We are told, ad nauseam, that those in and from the East are more willing to wear masks; further, we are told that this is due to a sort of social responsibility — a focus on the community instead of a focus on the individual (supposedly contra and contrasted with the West). It is true that Easterners are more willing to wear face masks, but this is the only true claim in the lot. Easterners do not wear face masks due to a focus on the community or society; the West is not so individualistic as some would claim; and face masks are most certainly neither a matter of social responsibility nor a matter of loving one's neighbor or pursuing the greater good.

The oft-repeated lie that Easterners put community or society ahead of the individual is readily disproved. A man lying on the street in China will be left to die; a man lying on the street in a Western nation will generally receive aid. It is not that the community or society are more valued in Eastern countries, but that the individual is seen as worthless.
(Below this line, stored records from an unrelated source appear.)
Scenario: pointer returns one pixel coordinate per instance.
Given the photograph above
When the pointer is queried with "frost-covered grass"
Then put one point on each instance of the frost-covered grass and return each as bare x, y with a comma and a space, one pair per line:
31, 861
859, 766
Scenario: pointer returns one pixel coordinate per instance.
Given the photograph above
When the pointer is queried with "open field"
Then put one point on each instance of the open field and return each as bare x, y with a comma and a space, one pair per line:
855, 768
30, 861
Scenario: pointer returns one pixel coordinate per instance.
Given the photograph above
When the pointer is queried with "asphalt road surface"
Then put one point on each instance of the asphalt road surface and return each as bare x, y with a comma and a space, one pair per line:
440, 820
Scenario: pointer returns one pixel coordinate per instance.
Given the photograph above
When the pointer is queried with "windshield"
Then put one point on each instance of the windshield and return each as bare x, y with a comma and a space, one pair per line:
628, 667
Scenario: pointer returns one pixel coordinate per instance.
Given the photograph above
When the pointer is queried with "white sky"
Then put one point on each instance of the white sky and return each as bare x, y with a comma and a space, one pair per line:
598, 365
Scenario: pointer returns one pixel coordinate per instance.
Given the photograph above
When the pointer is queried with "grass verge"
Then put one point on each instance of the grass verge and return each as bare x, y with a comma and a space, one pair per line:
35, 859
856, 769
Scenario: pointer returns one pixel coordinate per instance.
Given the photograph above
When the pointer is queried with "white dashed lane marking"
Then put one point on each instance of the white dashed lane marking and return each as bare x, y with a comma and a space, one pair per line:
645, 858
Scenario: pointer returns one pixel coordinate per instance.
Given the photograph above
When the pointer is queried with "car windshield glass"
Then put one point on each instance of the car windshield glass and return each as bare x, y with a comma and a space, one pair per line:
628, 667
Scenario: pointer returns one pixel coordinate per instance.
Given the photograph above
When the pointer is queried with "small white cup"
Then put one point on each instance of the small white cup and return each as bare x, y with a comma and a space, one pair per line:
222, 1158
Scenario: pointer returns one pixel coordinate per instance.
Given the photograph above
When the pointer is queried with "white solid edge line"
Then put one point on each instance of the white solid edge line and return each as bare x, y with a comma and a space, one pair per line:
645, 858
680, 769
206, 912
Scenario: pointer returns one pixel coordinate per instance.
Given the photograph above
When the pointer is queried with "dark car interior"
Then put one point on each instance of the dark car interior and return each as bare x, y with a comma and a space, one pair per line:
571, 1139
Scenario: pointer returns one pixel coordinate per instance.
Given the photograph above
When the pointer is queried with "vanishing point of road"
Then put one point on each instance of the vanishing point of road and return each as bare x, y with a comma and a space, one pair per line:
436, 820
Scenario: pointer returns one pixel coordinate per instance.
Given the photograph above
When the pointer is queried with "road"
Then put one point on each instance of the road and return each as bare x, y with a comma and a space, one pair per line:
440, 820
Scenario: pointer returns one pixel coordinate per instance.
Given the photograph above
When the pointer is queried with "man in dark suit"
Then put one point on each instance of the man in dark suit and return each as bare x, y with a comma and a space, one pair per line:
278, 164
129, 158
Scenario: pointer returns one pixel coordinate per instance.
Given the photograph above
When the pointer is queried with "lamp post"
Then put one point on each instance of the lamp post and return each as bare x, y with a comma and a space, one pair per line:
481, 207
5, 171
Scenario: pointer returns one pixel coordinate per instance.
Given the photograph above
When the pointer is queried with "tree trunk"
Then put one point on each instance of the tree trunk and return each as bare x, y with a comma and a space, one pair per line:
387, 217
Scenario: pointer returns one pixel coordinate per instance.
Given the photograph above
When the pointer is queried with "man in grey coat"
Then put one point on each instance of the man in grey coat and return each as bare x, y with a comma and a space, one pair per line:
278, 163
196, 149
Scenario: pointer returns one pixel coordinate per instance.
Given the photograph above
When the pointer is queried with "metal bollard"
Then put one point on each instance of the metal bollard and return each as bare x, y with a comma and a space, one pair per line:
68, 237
Mask mandates, and similar, are more readily accepted in the East, not because those who comply care for others, but because of a general fear of shame and punishment. There is nothing of the altruist and much of the mercenary in Eastern nations.

Unlike Eastern nations, Western nations do care for the individual — but not at the expense of the community or society[1]. The refusal of some to wear masks is, in fact, a protection of both the community and the individual (more infra). In the West, the individual is recognized both as moral agent and as moral end (cf. the Eastern conception of the individual as mere means). Long ago, for reasons that will be explored, infra, the West recognized that there must be a balancing of interests between and among individuals and the community, society, or nation. Neither the individual nor the collective may be categorically or exclusively preferenced. After all, what is the point of the community? The protection, advancement, and development of the individual[2]. Naturally, then, the destruction of the community via an inordinate focus on the individual would actually eventuate in harming the individual. The West is not individualistic and the East is not collectivist; rather, the West is a combination of communitarian and individualist and the East is simply mercenary[3].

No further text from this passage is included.